My brother and I are polar opposites and I never know what to get him.  Ever.  He’s got a big heart and is very sentimental and as his big sister I can say that I find his decor sadly lacking, so this year he’s getting - framed up and everything, mind you - a large photograph of a vintage Mobil Oil pegasus sign.  I found it in a coffee shop out in California, but they wouldn’t sell it to me, so this is the next best thing.  Our dad worked at Mobil Oil all of his life and we miss him every day.  Perfect.  Masculine, colorful, and a personal connection to the image.
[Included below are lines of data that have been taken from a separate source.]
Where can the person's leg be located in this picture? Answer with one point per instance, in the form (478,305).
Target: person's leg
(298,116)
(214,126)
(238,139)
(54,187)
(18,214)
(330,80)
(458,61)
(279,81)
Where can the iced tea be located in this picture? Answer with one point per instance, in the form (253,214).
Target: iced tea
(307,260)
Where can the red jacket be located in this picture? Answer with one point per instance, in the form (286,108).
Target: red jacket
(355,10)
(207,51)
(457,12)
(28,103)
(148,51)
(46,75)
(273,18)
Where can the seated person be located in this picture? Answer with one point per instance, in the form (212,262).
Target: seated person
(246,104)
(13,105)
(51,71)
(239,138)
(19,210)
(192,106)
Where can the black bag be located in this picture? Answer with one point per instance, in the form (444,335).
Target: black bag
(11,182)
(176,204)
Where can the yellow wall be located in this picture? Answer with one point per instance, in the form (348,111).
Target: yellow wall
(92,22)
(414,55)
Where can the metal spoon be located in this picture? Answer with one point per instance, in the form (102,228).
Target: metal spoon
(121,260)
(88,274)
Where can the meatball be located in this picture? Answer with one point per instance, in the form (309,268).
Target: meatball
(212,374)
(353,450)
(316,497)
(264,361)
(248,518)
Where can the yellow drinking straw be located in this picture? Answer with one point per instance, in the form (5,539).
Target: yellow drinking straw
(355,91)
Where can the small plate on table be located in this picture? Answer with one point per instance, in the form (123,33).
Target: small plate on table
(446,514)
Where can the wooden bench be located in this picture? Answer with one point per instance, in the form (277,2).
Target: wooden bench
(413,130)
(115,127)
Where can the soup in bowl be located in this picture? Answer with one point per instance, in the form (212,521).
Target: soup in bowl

Spoiler Alert for my husband:  Don’t read this if you want to be surprised when you open one of your presents this year.  I may be biased of course, but my husband has very good taste in art — we collect it together when we travel.  So, when he says he loves one of my images (wise man), I’m honored.  He’s asked me several times (a patient man as well) for one of my Abraham Lincoln images for his office and I’ve been something like the painter who never manages to get his own home painted…so this year, Mr. Lincoln it is.  

We really loved the movie with Daniel Day Lewis that came out earlier this year too.  So.  Perfect. 

Here’s my A. Lincoln and the companion American Eagle image — I like them together — maybe he’ll get both.

My friends and pals read my blog…so that’s all I’m saying for now.  Stop by my shop and wander around — think outside the box — be original, be creative.  It’s so much fun!  Easy too, since you can opt for gift wrapping for a nominal charge and make your Holidays that much easier.  Enjoy your December…it only comes once each year.  

All my very best wishes to you,
E. England

Tuesday, October 1, 2013

Nature & Inspiration

Fall has just begun and already I’m seeing subtle shifts in the nature activity all around me.  In late August the waters of the Eastern Shore of Maryland were teeming with brilliant blue crabs which we greedily gobbled up one day for lunch along with frosty cold beer.  A little turtle made an appearance along with caterpillars and an emerald green frog.  

Traveling in the midwest in mid-September, I saw more hummingbirds in one small suburban garden than I’ve seen combined over my lifetime -- unfortunately, they were much too fast for me and my camera, so I’ve included a photo of a fantastical castle and garden instead.  They were made by two blond faeries I know and love.  

Several hours of driving through some of the most beautiful farm land you can imagine took me back to Minnesota where I was born and then into Wisconsin.  While I was there, catching up with some of my favorite people on the planet, I was lucky to see some pampered koi in a cool, shaded pond and happy chickens keeping a low profile to avoid the sharp eyes of ever present eagles.  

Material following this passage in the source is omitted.